August 20, 2004

The Path to Legalizing Farm Workers

By Eduardo Stanley
Voice of the Valley

FRESNO, Calif.— About 300 people marched for three miles under the hot sun of the Central Valley on Sunday, August 1st. Their objective was to pressure U.S. Congressmen to approve two bills that would grant legal residency to thousands of farm workers in the country, the majority of them Mexican.

“We know these are hard, poorly paid jobs that Americans don’t want to do,” said Arturo Rodriguez, president of the Union of Farm Workers (UFW), one of the event’s leading organizers. The AgJobs bill, which has the bipartisan support of 63 senators and more than 110 representatives, would grant thousands of farm workers and their families temporary legal residency that would eventually become permanent. It would also streamline steps toward obtaining the H2-A visa as part of the guest worker program, and strengthen salary negotiations and workers’ rights.

Between 40,000 and 50,000 workers come to the United States every year under the H2-A visa program, making up three percent of the agricultural labor force’s 1.6 million farm workers. More than half of them do not have legal residency, according to the U.S. Department of Labor.

Despite strong bipartisan support, the AgJobs bill has been held up in Congress. Rumors that the White House was responsible for this were confirmed in an article on July 12 in The Wall Street Journal.
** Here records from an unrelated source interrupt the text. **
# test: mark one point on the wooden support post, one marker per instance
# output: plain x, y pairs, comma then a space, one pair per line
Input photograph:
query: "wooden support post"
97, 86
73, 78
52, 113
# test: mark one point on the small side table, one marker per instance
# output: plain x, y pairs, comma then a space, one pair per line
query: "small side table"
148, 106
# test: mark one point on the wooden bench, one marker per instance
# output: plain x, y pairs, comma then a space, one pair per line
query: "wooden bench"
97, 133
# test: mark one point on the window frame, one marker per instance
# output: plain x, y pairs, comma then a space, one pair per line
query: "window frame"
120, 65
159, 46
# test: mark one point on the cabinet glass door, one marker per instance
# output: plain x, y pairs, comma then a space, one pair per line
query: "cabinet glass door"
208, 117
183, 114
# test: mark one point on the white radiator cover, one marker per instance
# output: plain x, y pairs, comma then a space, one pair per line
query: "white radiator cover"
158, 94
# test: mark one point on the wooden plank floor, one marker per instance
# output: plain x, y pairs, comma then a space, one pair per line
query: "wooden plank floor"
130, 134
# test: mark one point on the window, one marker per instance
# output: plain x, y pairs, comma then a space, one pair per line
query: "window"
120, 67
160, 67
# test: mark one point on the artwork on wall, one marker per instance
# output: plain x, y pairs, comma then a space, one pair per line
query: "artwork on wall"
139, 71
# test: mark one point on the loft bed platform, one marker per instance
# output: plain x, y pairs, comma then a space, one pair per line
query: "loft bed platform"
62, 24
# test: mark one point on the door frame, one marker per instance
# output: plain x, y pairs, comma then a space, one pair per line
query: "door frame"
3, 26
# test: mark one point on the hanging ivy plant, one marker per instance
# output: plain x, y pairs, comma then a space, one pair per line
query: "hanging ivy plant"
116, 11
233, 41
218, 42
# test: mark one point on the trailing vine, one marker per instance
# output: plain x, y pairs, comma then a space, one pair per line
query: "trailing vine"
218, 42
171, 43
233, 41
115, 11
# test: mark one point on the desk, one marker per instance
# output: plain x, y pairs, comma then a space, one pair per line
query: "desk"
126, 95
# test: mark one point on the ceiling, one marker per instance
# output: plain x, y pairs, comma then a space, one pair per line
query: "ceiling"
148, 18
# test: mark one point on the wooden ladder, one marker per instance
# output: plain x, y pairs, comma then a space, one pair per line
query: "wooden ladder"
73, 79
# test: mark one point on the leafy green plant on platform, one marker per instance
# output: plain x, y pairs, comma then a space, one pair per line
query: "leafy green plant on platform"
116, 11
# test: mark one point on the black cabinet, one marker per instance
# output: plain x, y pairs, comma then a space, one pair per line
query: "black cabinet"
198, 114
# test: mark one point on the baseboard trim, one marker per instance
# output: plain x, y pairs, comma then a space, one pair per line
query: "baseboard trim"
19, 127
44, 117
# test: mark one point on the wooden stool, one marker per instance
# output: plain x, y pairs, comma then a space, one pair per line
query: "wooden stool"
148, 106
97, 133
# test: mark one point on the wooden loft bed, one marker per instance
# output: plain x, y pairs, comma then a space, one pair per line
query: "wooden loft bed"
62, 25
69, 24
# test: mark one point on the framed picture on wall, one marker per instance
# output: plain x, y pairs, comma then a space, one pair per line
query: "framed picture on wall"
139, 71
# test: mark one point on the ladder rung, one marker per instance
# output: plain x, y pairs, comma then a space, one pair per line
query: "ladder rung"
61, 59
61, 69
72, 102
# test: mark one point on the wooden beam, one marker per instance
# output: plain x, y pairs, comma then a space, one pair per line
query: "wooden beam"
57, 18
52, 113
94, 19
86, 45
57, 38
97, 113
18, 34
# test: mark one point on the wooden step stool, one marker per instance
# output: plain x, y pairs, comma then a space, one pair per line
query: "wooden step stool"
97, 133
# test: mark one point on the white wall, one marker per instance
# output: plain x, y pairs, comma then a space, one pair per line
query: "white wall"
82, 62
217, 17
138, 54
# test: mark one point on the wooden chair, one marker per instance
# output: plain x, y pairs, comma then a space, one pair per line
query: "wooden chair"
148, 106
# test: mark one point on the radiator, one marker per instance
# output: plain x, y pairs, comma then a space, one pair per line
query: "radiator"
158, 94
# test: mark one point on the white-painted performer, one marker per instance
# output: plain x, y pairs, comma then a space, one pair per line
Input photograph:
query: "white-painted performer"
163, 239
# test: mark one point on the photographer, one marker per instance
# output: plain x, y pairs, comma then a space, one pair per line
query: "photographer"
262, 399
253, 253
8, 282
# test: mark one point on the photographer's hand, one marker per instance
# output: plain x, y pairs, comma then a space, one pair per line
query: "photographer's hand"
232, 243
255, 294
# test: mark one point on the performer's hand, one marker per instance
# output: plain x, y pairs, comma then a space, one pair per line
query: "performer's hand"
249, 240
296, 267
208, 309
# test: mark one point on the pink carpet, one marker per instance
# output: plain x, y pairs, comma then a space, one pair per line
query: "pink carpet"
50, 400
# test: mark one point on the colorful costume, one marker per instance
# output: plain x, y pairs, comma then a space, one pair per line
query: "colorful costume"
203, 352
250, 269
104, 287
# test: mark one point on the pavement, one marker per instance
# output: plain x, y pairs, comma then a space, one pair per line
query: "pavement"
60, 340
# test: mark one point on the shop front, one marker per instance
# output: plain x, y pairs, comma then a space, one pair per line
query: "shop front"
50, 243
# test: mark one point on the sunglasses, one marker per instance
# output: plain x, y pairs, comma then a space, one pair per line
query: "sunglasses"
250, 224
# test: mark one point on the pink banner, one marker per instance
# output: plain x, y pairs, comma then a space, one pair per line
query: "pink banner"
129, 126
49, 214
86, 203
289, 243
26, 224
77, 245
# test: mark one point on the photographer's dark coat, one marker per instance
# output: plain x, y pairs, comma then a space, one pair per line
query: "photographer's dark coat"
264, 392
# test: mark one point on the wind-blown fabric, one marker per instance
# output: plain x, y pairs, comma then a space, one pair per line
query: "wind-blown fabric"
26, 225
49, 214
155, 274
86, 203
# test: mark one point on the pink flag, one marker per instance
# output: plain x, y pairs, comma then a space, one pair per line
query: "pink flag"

According to the article, the White House, pandering to pressures from reactionary sectors of the Republican Party, prevented the bill from coming to a vote in the Senate.

“Immigrants like my parents work hard and pay taxes, but they don’t have driver’s licenses and they don’t have rights,” said Mariana Durazo, lead organizer of the service employees’ union (SEIU local 250). “Our economy needs these people, not just a new guest worker plan.”

For Leonel Flores, coordinator of the Coalition for Immigrant Rights in the Central Valley, the AgJobs bill is not ideal but it has a strong possibility of being approved. “With the support of both parties, the bill might pass, although I don’t think that would happen this year,” said Flores, referring to the pressures of an election year.

“I’m here in honor of my grandfather who was a day laborer,” said Anna Perez, 20, a resident of Fresno and one of many young people who participated in the march.

The other bill that has strong bipartisan support, known as the “Dream Act,” would allow high school graduates who have lived in the country for five years, and are between 12 and 21 years old, to seek legal residency when they apply for college. Though some states in the country, including California, have taken steps to allow undocumented immigrants to pay tuition as legal residents, changes in legal residency status ultimately depend on federal laws.

In 2003, California’s former governor Gray Davis approved a controversial law that would grant driver’s licenses to undocumented residents—a right that was repealed in 1994 with bipartisan support. But after the recall election, the newly elected governor Arnold Schwarzenegger annulled the law. Since then, community organizations have added the right to driver’s licenses to their list of demands for agricultural workers and the poorer social sector of American society, many of whom are unable to exercise their civil and human rights because they are not legal residents.